Дед Назар не то закашлялся, не то рассмеялся негромким старческим смешком.
— Чего смеетесь? Думаете, Гошка тихий, так его и дураком можно делать? Я еще покажу…
— Ну покажь, покажь… Только без шуму. К Ивашкину, что ль, идешь?
— К кому ж еще…
— Вот и мы к нему. Значит, и пойдем, и поглядим. — Дед Назар похлопал Гошку по спине. — И без шуму. Это и дома успеешь сделать.
— А вы чего к нему?
— Да вот дружок потерялся…
— Беленький такой, — неожиданно для себя перебила деда Назара Иринка. — Женей зовут. Как приехали из колхоза, так куда-то и девался.
— Женя? — нахмурил лоб Гошка. — Беленький… А мать его не Кристей зовут?
— А вы ее знаете? — повернулась к нему Катька.
— Гляди-ка… какая рыжая! — изумился парень.
— Сам ты, наверно, рыжий, — сразу перешла на «ты» оскорбленная Катька.
— Ты не сердись, — миролюбиво проговорил Гошка. — Но, ей-бо, я таких рыжих ни разу не видел: даже светишься.
Иринка обиделась за подругу. «Какой губастый; сразу же и оскорбляет». Она замолчала, поравнялась с Катькой, взяла ее под руку. За спиной о чем-то говорили дед Назар с Гошкой. До Иринки доносились слова: «Видал… да они там все, он у них не один…»
Когда подошли к дому Ивашкина, дед Назар в какой-то злой растерянности почесал затылок:
— Только вы того… без гама. Не то нам самим нахлобучку дадут. Религия!.. Коза ее задери. А у нас в стране демократия: молись хочь богу, хочь черту, хочь сапожной щетке. С плеткой на молитвы эти ни-ни. Моралью на них надо действовать.
— Ну, вы, как хотите, — широко шагнул Гошка к Ивашкиной калитке, — а я сегодня своей мамашеньке такую моралю задам, дорогу сюда вовек забудет. — И стукнул звучно в доски калитки.
— И хто там? — наверно, через полчаса беспрестанной Гошкиной долбежки по калитке спросили слезливо.
— Открывай! — заорал Гошка тем самым голосом, который, если он пел, был слышен на нескольких улицах.
— А вам ково?
— Не «ковокай», а открывай. За мамашей своей пришел. Гошка я.
— Какой Гошка? — продребезжало за калиткой. — И нетути тут никакой мамаши.
— Открывай, а не то я сейчас весь забор разнесу, — И Гошка так ахнул по калитке, что, кажется, треснули доски.
— Ахти, Иисусе!.. — с этими словами щеколда звякнула, калитка открылась.

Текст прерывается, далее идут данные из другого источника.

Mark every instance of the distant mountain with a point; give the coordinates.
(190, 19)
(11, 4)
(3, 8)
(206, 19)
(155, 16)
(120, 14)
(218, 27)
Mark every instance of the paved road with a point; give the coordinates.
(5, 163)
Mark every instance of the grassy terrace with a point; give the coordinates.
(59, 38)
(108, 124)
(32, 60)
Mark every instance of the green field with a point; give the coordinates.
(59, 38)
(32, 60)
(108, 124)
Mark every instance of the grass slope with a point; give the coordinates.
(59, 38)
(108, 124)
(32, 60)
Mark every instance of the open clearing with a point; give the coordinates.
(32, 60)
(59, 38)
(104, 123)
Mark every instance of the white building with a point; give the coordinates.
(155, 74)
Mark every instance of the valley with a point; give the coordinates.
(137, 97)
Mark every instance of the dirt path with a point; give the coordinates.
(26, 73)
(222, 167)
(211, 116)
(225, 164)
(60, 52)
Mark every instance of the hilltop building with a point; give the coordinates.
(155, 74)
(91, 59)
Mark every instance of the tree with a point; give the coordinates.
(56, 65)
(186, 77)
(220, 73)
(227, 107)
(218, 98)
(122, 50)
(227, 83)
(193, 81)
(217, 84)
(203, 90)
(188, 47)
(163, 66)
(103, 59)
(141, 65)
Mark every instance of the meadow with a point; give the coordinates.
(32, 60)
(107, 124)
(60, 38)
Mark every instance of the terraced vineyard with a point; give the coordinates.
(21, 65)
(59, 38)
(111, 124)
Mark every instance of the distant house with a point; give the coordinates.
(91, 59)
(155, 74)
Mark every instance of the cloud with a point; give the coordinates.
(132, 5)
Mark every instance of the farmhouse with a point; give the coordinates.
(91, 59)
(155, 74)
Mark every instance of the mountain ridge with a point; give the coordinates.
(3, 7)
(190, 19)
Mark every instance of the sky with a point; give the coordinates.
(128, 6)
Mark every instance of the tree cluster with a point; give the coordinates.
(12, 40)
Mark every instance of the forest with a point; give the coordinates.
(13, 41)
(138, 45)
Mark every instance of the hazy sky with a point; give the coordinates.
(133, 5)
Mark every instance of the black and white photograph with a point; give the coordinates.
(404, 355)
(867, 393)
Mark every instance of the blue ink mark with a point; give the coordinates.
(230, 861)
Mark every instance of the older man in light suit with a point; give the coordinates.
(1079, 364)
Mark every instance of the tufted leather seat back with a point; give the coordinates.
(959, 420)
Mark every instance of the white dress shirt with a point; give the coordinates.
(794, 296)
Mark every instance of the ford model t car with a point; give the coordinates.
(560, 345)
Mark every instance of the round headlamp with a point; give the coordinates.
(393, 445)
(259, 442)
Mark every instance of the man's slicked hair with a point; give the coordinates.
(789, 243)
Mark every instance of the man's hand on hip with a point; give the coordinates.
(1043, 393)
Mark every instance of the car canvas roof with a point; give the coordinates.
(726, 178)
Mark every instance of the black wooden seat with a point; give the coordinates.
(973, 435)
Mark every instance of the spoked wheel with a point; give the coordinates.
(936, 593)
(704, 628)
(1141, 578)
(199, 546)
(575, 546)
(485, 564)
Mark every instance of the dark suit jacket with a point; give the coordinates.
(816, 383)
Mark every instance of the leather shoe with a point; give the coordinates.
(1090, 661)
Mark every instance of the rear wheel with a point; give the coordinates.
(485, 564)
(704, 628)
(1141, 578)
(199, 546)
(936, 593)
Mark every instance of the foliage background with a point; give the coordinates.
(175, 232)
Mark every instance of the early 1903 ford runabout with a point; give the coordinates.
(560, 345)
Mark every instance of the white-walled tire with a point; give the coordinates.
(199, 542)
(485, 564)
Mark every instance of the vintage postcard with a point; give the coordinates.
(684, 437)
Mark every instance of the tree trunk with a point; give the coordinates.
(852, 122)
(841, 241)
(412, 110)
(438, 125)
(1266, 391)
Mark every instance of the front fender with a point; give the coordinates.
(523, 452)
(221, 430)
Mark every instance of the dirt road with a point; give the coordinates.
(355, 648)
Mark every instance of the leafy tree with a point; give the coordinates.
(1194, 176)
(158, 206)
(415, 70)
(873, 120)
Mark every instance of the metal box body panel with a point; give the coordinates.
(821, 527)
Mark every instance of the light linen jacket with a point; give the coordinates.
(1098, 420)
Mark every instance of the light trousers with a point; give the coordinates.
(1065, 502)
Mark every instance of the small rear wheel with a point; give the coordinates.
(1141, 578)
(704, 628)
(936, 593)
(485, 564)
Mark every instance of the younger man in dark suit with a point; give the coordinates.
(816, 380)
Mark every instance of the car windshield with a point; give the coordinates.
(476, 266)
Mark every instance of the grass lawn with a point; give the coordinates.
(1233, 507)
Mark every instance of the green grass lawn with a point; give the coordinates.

— Вот и не суйся, — проговорил Гошка, отстраняя женщину в темном платье. А я не грабитель. Я за матерью пришел… Пошли, что ли? — Махнул он рукой деду Назару и ребятам.
Иринка немного боязливо шагнула за Гошкой.
— Прощенья просим, — сказал Гошка, открывая дверь из сенцев в комнату. — Где тут, граждане молящиеся, моя мать?
Иринка во все глаза смотрела в комнату. Тускло горела подвешенная к потолку двадцатипятисвечевая лампочка. На скамьях, на табуретках сидело несколько женщин молодых и старых в черных платьях, два или три бородатых старика, две или три девчонки, чем-то напомнившие Иринке Женю, но Жени среди них не было. Не было и Кристи. Из комнаты в открытую дверь прямо в Иринкино лицо выливался тяжелый запах распаренных тел.
— Кого нам нужно? — очень вежливо, с готовностью поднялся к ним навстречу Ивашкин. Иринка его сразу узнала. И взгляд его, быстро пробежав по их лицам, опять будто что-то спрятал.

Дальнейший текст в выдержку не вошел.